BREAKING: Manafort’s Attorneys’ Improper Redactions Reveal Interesting Information
Earlier today, it was reported that Paul Manafort’s attorney appeared to miss a deadline for a filing in the special counsel’s case against their client.
Later, however, it was discovered that Manafort’s legal team did in fact file their response, but did so under seal so that it was unobtainable by the public.
Now, the response has been unsealed, but Manafort’s attorneys left a large part of it redacted. However, in redacting the document, they did not do it correctly, as the digital copy of the document, as seen below still contains the redacted document. If you simply highlight the blacked out portions of the text and then copy and paste it into another text file, you can see exactly what has been redacted.
Below is a copy of the redacted version and under it is the text that has been redacted. :Manafort-20190108-Dc
Redaction #1 (See, e.g., Doc. 460 at 5 (After being shown documents, Mr. Manafort “conceded” that he discussed or may have discussed a Ukraine peace plan with Mr. Kilimnik on more than one occasion); id. at 6 (After being told that Mr. Kilimnik had traveled to Madrid on the same day that Mr. Manafort was in Madrid, Mr. Manafort “acknowledged” that he and Mr. Kilimnik met while they were both in Madrid)).
Redaction #2 In fact, during a proffer meeting held with the Special Counsel on September 11, 2018, Mr. Manafort explained to the Government attorneys and investigators that he would have given the Ukrainian peace plan more thought, had the issue not been raised during the period he was engaged with work related to the presidential campaign. Issues and communications related to Ukrainian political events simply were not at the forefront of Mr. Manafort’s mind during the period at issue and it is not surprising at all that Mr. Manafort was unable to recall specific details prior to having his recollection refreshed. The same is true with regard to the Government’s allegation that Mr. Manafort lied about sharing polling data with Mr. Kilimnik related to the 2016 presidential campaign. (See Doc. 460 at 6).

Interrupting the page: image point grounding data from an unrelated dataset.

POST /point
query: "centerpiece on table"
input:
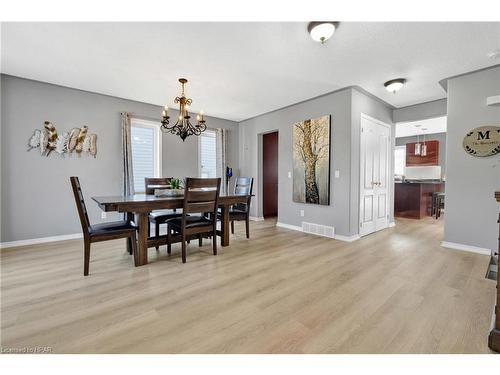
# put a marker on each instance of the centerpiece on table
(175, 189)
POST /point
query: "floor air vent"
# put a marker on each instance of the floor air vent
(319, 230)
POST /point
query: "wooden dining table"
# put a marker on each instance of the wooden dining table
(137, 207)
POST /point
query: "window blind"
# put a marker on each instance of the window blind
(208, 154)
(143, 155)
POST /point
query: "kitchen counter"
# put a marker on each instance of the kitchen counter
(420, 182)
(413, 199)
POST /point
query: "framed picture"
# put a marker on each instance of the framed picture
(311, 161)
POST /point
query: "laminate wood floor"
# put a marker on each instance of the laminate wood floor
(282, 291)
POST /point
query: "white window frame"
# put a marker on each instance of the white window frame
(199, 150)
(158, 150)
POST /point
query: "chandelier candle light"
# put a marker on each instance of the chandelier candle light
(183, 127)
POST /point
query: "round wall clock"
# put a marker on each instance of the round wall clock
(482, 141)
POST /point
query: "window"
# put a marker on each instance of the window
(146, 151)
(208, 154)
(399, 160)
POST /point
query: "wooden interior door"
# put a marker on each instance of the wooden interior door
(374, 187)
(270, 174)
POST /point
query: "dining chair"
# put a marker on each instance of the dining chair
(158, 217)
(100, 232)
(201, 195)
(241, 211)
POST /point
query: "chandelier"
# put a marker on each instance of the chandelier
(183, 127)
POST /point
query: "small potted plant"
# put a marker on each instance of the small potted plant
(174, 189)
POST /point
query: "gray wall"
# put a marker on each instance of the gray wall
(345, 107)
(36, 199)
(471, 210)
(441, 137)
(423, 111)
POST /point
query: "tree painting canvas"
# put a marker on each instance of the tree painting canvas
(311, 161)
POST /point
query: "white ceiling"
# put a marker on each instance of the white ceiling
(239, 70)
(429, 126)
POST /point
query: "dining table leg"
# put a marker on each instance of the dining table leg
(129, 217)
(224, 241)
(142, 246)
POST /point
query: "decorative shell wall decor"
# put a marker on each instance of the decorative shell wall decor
(483, 141)
(77, 140)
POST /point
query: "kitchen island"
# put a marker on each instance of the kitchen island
(413, 199)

Redaction #3 The Government has indicated that Mr. Manafort’s statements about this payment are inconsistent with those of others, but the defense has not received any witness statements to support this contention.

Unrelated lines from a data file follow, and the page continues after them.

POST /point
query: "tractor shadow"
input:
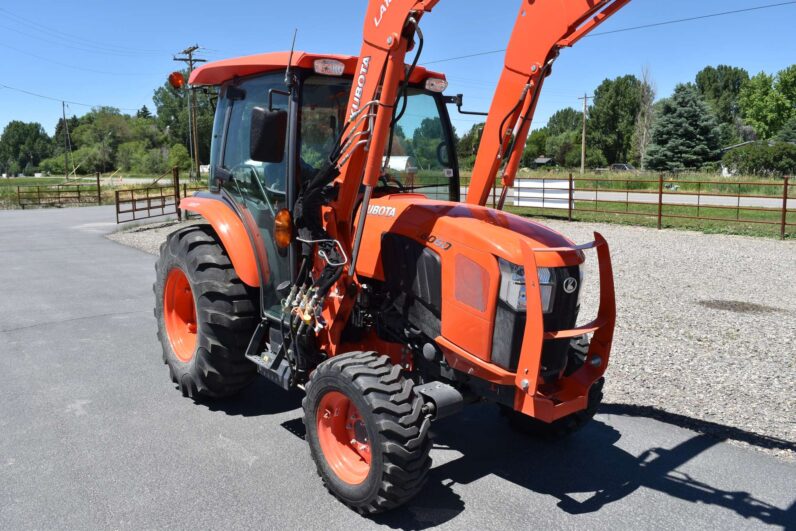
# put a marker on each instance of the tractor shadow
(584, 473)
(257, 399)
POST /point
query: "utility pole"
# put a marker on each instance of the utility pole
(585, 99)
(66, 145)
(187, 56)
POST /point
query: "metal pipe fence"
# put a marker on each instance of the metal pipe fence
(153, 200)
(760, 203)
(59, 195)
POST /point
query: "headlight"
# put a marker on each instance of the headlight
(512, 286)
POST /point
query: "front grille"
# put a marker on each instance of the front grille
(510, 328)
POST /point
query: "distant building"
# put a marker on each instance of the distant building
(541, 162)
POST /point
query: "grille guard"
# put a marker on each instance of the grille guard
(571, 395)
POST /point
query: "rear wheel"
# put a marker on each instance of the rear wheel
(562, 427)
(367, 431)
(205, 314)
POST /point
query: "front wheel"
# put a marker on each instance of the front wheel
(367, 431)
(205, 314)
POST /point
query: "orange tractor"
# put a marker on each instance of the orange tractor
(336, 256)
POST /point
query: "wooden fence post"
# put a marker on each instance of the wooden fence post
(784, 208)
(660, 199)
(175, 176)
(571, 197)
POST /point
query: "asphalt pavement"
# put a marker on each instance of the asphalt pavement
(96, 436)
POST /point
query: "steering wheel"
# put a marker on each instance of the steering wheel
(387, 180)
(255, 184)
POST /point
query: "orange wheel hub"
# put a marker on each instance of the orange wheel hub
(179, 314)
(343, 437)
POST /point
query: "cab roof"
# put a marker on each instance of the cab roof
(219, 72)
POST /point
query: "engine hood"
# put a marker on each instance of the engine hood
(441, 224)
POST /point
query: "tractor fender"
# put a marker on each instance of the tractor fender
(230, 229)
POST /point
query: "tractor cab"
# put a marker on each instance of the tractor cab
(306, 119)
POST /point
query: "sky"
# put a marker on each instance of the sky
(102, 52)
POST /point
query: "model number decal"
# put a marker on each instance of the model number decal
(436, 242)
(361, 80)
(382, 10)
(376, 210)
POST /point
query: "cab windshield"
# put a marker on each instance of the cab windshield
(419, 156)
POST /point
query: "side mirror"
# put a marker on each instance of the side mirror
(268, 132)
(442, 154)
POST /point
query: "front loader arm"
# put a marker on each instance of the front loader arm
(370, 105)
(542, 28)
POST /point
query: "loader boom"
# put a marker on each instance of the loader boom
(541, 29)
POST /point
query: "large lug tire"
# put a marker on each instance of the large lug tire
(561, 428)
(205, 315)
(367, 431)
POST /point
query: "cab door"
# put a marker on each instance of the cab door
(258, 188)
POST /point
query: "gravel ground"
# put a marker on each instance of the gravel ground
(706, 328)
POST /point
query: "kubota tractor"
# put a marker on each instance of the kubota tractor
(336, 256)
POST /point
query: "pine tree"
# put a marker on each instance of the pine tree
(685, 134)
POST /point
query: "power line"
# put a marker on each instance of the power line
(76, 38)
(74, 67)
(29, 93)
(67, 44)
(644, 26)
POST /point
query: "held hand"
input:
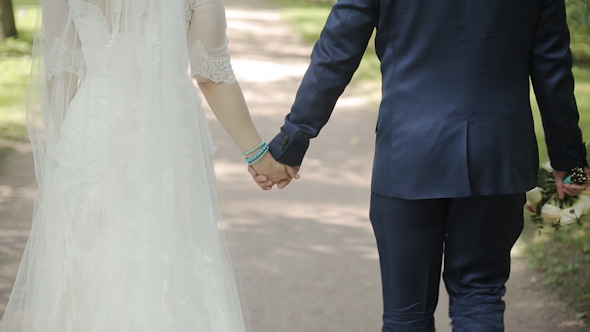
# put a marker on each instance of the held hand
(568, 188)
(262, 173)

Redaction #4 The first alleged misstatement identified in the Special Counsel’s submission (regarding a text exchange on May 26, 2018) related to a text message from a third-party asking permission to use Mr. Manafort’s name as an introduction in the event the third-party met the President. This does not constitute outreach by Mr. Manafort to the President. The second example identified by the Special Counsel is hearsay purportedly offered by an undisclosed third party and the defense has not been provided with the statement (or any witness statements that form the basis for alleging intentional falsehoods).